Kanun, itibari hizmet kapsamındaki işyerleri ve işleri birlikte tanımladığından bu işlerin üretim süreci içerisinde yapılmış olması gerekmektedir. Bu nedenle, fabrika, atölye, havuz ve depolarda, trafo binaları işyerlerinde kontrol ve benzeri amaçlarla kısa süreli çalışanlarla, bu işleri fiilen yapmayıp işin yönetim görevini yapan veya bu işyerleri dışında söz konusu işleri yapan sigortalılar, itibari hizmet süresinden yararlandırılmayacaktır.

Peki bütün bunlar ne demek? itibari hizmet süresi kapsamına giren sigortalılar için işverenlerce yasal süresinde internet ortamında verilecek aylık prim ve hizmet belgeleri "3" numaralı belge türü ile düzenlenecek olup, itibari hizmet süresinden yararlanacak sigortalılar için % 9 sigortalı hissesi, % 13 işveren hissesi olmak üzere % 22 oranında malullük, yaşlılık ve ölüm sigortası primi ödenecektir demektir.

Şimdiye kadar % 9 (malulluk sigortasının )işçi hissesini ve % 11 de işveren hissesi olmak üzere % 20 bildiriyorduk.

Peki ne yapacağız? itibari hizmet süresi kapsamında geçtiği halde "1" numaralı belge türü ile Kuruma bildirilen sigortalılar için kağıt ortamında iptal aylık prim ve hizmet belgesi ve "3" numaralı belge türü ile asıl aylık prim ve hizmet belgesi düzenlenerek verilecektir.Yani 3.aydan itibaren iptal ve düzeltmeler verilecek.internetten değil,iptal ve asıl olarak elden kağıt ortamında verilecek.

Ceza varmı?Eylül ayının sonuna kadar verirseniz ve prim farklarını öderseniz,idari para cezası ve gecikme zammı ödenmeyecek.ancak eylül ayından sonrakiler hem idari para cezası hemde prim farklarının gecikme zamlarını ödeyecekler.


Sonuçta, Sigortalılar, 506 sayılı Kanunun Ek 5 inci maddesi kapsamında belirtilen işlerde 2098 ve 3395 sayılı kanunlar kapsamında geçen süreler toplamının en az 3600 gün olması kaydı ile itibari hizmet kapsamında % 22 prim üzerinden Kuruma bildirilen hizmetlerin 1/4’ü sigortalılık sürelerine eklenmek, 5 yıla kadar bölümü de emeklilik yaş hadlerinden indirilmek suretiyle erken emeklilik hakkından yararlanabileceklerdir.
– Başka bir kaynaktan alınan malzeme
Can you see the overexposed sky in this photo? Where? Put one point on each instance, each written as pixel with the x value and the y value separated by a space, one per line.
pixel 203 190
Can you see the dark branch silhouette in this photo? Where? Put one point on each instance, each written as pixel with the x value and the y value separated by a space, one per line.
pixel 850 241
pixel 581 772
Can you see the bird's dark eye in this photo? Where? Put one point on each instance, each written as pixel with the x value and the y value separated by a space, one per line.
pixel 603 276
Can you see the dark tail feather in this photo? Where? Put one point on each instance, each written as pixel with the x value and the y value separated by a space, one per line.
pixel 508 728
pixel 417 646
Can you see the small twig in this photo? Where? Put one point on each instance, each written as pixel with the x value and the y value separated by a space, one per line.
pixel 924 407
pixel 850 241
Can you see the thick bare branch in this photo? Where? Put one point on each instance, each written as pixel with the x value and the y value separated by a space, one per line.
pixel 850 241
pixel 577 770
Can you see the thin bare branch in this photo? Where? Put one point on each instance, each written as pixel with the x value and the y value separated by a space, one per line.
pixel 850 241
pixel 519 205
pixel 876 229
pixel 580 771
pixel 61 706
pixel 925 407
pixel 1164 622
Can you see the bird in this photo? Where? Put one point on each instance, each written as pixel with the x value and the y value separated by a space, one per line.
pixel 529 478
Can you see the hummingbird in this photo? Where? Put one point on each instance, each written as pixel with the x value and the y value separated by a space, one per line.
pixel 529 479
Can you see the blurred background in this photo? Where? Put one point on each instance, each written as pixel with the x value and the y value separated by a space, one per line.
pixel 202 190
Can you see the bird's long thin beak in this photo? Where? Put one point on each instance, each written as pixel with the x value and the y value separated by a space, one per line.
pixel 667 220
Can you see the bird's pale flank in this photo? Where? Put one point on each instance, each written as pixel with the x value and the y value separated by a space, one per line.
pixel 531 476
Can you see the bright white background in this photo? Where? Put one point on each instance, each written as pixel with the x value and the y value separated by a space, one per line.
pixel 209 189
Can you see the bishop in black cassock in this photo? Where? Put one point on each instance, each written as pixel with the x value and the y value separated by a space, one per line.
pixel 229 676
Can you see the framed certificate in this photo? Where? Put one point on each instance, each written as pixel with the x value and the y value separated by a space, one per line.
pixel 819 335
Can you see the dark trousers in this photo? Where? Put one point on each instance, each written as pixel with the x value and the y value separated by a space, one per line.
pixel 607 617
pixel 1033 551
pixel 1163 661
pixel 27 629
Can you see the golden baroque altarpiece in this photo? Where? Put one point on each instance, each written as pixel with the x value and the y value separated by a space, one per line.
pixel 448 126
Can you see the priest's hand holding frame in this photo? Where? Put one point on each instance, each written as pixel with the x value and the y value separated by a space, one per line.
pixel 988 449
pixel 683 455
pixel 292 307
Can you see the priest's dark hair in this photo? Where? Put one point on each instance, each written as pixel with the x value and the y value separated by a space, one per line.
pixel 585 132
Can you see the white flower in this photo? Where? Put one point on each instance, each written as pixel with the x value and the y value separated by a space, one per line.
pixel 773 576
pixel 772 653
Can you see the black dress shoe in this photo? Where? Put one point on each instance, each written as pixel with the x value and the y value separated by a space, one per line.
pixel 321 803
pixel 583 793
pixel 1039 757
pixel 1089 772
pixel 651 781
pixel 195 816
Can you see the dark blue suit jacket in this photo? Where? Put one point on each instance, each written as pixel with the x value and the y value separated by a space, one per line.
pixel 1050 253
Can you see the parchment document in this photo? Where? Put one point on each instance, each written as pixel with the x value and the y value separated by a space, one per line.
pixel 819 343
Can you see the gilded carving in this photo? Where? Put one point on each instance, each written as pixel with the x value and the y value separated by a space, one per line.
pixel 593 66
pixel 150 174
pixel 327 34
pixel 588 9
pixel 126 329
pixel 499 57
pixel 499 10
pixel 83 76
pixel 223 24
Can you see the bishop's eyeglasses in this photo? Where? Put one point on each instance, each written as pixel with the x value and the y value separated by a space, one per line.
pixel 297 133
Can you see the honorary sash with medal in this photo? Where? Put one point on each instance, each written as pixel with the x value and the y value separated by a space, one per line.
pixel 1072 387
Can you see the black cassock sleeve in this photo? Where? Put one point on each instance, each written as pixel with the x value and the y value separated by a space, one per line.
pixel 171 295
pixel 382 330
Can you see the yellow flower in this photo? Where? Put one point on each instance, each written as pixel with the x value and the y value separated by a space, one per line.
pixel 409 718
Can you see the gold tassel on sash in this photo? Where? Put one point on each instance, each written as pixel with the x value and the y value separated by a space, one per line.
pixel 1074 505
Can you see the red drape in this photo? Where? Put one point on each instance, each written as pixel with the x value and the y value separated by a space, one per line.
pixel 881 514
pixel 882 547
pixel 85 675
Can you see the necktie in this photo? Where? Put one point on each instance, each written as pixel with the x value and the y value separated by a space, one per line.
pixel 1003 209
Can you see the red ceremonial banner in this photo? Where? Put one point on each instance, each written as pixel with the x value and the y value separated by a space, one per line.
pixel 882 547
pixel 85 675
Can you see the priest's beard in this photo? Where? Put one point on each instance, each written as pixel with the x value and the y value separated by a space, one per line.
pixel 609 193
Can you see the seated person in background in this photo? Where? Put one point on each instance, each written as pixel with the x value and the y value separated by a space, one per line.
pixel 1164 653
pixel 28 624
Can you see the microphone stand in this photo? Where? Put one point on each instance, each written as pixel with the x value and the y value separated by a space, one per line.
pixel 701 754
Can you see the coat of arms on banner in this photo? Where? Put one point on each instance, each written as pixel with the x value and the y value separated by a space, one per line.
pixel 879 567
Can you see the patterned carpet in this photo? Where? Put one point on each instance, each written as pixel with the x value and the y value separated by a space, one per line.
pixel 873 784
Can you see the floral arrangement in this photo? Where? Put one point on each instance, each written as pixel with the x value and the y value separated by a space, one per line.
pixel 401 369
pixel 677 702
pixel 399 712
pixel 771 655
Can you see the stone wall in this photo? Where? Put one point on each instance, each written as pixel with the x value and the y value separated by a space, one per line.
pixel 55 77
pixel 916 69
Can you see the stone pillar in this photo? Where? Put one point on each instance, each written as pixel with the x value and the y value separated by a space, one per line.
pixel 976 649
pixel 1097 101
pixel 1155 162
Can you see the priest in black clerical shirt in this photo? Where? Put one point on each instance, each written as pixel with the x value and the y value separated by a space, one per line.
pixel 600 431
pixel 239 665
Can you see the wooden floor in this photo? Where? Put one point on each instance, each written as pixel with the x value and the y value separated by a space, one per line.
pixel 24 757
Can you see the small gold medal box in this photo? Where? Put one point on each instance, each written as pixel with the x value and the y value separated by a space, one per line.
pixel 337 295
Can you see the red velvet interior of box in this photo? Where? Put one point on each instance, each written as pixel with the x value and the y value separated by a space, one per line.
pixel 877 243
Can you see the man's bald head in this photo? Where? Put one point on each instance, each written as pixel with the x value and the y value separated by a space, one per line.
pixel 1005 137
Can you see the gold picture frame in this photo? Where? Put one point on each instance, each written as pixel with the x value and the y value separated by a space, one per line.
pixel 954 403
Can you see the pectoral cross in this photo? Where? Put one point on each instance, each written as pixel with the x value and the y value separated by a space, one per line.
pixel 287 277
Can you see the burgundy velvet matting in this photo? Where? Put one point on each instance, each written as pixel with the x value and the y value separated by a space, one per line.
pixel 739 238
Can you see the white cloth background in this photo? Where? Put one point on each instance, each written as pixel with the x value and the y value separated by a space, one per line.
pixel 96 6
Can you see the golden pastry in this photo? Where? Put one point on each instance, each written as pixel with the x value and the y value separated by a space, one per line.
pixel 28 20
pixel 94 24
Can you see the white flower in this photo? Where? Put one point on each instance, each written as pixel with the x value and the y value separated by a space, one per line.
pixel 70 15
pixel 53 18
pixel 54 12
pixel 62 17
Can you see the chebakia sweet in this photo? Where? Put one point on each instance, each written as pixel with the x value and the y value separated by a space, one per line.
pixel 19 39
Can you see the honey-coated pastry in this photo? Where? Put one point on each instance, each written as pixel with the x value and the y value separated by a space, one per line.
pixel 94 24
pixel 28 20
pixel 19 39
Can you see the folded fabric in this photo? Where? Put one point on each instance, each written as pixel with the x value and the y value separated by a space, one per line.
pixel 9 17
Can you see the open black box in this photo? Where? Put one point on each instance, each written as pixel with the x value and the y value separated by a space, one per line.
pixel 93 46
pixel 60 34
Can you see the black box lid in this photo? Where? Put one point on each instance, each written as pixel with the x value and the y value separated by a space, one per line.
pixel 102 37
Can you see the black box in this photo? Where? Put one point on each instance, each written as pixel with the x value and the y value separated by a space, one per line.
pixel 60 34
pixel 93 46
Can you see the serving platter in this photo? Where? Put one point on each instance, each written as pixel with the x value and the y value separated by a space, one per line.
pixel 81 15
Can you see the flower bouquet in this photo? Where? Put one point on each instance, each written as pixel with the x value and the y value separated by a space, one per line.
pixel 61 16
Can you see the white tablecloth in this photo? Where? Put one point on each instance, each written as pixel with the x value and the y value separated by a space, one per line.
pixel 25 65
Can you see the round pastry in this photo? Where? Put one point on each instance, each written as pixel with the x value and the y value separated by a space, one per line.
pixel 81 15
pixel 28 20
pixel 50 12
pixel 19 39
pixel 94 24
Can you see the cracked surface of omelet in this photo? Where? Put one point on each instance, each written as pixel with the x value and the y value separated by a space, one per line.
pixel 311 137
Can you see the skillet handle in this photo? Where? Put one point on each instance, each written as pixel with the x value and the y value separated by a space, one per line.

Kapsamdaki işçileri ise şöyle belirleyebiliriz. Bilindiği üzere uygulama Emekli Sandığına tabii çalışanlar açısından yıllardır yürürlükte iken SSK'ya tabii çalışanlar (şeker, gübre vs. fabrikalrda çalışanlar hariç) bundan faydalanamamakta idi. Bu nedenle kapsamı belirlerken emsal olarak emekli sandığı kanunu uygulamasını benimsemek uygun olacaktır. Zira; 01.01.2008'de yürürlüğe girmesi beklenen 5510 sayılı kanunda konu, emekli sandığı uygulamasıdaki şekli ile düzenlenmiştir.